None of it phased any of Schneider’s players, three of whom were with him at T-Mobile Center in Kansas City on Tuesday.
“It was a good feeling,” said senior guard Holly Kersgieter of hearing Schneider announce their plans to the crowd last Friday night. “Last year, it was more internal that we talked about it. So now that we’ve kind of made a statement, we can be a little more confident about it and tell the world.”
That was exactly how returning guard Zakiyah Franklin perceived Schneider’s Late Night promises.
“It was pretty much just him putting everyone on notice,” Franklin said Tuesday. “We talk about it every day. That’s our goal when we walk in the building. That’s pretty much on our mind all the time.”
Because of that, senior center Taiyanna Jackson — now in her second year with the program — was not at all surprised by Schneider’s big talk. Like her teammates, she liked it, as well. But she liked it for more than just what it means to the players in the program.
“I expected it,” Jackson said Tuesday. “The standard got higher and that’s something that we all believe in, the coaches, our athletic directors and the people around us. All of that is something they expect us to do this season.”
For what it’s worth, people outside of the program are expecting more, too.

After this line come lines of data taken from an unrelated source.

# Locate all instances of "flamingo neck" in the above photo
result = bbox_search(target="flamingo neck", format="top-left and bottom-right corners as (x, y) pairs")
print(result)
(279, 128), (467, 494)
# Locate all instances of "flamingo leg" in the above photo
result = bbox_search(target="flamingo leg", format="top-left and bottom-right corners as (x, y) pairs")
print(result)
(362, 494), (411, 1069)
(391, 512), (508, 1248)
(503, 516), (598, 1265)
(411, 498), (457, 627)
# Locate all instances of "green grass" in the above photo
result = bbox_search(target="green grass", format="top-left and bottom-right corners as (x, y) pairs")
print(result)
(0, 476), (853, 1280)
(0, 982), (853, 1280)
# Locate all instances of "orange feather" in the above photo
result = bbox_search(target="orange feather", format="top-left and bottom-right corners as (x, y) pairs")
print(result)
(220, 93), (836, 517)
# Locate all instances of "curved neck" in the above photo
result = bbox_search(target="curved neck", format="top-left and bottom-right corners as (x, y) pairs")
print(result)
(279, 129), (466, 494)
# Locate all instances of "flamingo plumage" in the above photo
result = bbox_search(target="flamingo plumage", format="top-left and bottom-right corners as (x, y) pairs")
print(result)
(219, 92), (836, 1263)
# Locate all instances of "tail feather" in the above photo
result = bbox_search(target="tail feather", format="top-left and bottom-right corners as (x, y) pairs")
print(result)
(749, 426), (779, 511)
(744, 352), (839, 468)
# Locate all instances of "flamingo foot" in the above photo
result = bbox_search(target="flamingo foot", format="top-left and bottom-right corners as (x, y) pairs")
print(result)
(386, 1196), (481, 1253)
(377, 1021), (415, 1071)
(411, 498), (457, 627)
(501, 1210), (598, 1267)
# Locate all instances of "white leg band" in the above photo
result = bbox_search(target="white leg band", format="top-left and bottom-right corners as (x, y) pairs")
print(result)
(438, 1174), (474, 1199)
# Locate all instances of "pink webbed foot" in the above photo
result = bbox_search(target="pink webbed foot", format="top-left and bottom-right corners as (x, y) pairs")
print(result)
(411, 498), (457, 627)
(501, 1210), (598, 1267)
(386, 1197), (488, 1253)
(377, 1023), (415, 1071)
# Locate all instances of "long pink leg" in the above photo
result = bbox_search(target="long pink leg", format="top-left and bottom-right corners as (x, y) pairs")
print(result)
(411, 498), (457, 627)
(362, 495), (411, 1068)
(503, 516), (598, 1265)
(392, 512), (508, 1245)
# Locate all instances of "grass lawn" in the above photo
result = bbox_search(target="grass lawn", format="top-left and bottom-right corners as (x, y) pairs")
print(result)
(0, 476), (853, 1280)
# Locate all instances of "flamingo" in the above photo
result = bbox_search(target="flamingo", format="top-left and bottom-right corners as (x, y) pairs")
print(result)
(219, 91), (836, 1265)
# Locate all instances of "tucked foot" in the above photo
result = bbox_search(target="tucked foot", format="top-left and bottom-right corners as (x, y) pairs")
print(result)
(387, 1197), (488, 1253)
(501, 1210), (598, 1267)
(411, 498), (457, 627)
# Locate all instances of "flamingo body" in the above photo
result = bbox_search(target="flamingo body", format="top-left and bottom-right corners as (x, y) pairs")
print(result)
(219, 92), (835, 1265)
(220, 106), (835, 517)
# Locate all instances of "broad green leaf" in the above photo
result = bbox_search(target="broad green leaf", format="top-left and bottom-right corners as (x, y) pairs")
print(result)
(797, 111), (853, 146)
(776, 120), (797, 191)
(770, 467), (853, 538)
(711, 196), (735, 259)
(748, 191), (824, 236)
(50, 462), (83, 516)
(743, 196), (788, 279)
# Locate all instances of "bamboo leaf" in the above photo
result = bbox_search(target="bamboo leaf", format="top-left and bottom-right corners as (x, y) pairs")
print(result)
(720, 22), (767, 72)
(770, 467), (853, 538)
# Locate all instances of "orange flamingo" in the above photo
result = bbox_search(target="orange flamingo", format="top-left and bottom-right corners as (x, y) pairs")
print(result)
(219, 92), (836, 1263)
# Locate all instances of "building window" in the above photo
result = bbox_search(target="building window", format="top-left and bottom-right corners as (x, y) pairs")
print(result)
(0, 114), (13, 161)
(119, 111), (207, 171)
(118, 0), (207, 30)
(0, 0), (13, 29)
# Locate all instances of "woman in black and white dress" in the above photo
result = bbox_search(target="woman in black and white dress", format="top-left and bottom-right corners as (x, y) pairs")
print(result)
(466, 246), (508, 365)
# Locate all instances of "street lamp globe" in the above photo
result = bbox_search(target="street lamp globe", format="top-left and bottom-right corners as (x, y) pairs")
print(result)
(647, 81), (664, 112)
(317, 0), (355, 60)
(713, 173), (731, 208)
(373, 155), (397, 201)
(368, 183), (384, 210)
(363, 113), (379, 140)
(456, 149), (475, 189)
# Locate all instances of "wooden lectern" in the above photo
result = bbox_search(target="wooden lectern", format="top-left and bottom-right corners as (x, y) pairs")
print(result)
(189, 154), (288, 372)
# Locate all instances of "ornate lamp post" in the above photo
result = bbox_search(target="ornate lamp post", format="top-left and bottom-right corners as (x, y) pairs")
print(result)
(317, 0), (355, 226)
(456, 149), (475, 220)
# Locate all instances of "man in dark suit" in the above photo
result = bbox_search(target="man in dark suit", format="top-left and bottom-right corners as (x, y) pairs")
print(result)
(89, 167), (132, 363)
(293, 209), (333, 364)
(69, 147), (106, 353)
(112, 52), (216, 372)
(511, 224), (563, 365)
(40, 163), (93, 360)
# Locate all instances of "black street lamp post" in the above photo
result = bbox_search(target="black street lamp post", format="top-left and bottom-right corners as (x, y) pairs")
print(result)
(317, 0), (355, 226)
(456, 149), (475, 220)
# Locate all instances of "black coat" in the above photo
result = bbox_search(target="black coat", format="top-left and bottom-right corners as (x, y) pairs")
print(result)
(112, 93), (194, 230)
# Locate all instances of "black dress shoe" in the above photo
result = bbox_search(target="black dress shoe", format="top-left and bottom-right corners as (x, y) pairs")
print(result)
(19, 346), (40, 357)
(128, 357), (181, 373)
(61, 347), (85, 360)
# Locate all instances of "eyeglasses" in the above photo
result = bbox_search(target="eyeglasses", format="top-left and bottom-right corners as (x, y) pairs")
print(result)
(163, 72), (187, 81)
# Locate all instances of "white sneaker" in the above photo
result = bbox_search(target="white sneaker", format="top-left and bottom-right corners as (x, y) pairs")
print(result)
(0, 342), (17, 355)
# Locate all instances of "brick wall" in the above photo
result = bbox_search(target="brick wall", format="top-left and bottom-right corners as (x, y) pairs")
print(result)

After years of being picked at or near the bottom of the Big 12 Conference in the preseason polls — and usually finishing there, as well — the Jayhawks were picked to finish fifth this season.
That was good enough, in their minds, that they did not need to come up with any stunts like the one they pulled last year when they burned the preseason poll on the front lawn of Allen Fieldhouse.
“I don’t think that’s a tactic that’s necessary this year,” Schneider said Tuesday.
Added Kersgieter of her coach’s pyro stunt: “I vividly remember that, but we proved (last season) that that stuff doesn’t matter to us and we don’t let it affect us. We don’t worry about other peoples’ expectations. We just worry about ours.”
Those expectations are sky high, of course, and they involve finishing higher than fifth in the conference, even if they won’t obsess over not being picked to do so.
“We try not to be too specific with numbers and limit it to one goal,” Kersgieter said. “We just know that we’re capable of more. We want to play harder, we want to play tougher, we want to play longer. We want to go into March and April.”
So why then did Schneider make such a deal of announcing their goals and plans to the Allen Fieldhouse crowd last week?
“For one, I wanted to capture the moment,” he said Tuesday. “We don’t get to address 16,300 (fans) very often. And I wanted our fan base to know that our staff is very, very confident in what we think our team can become.”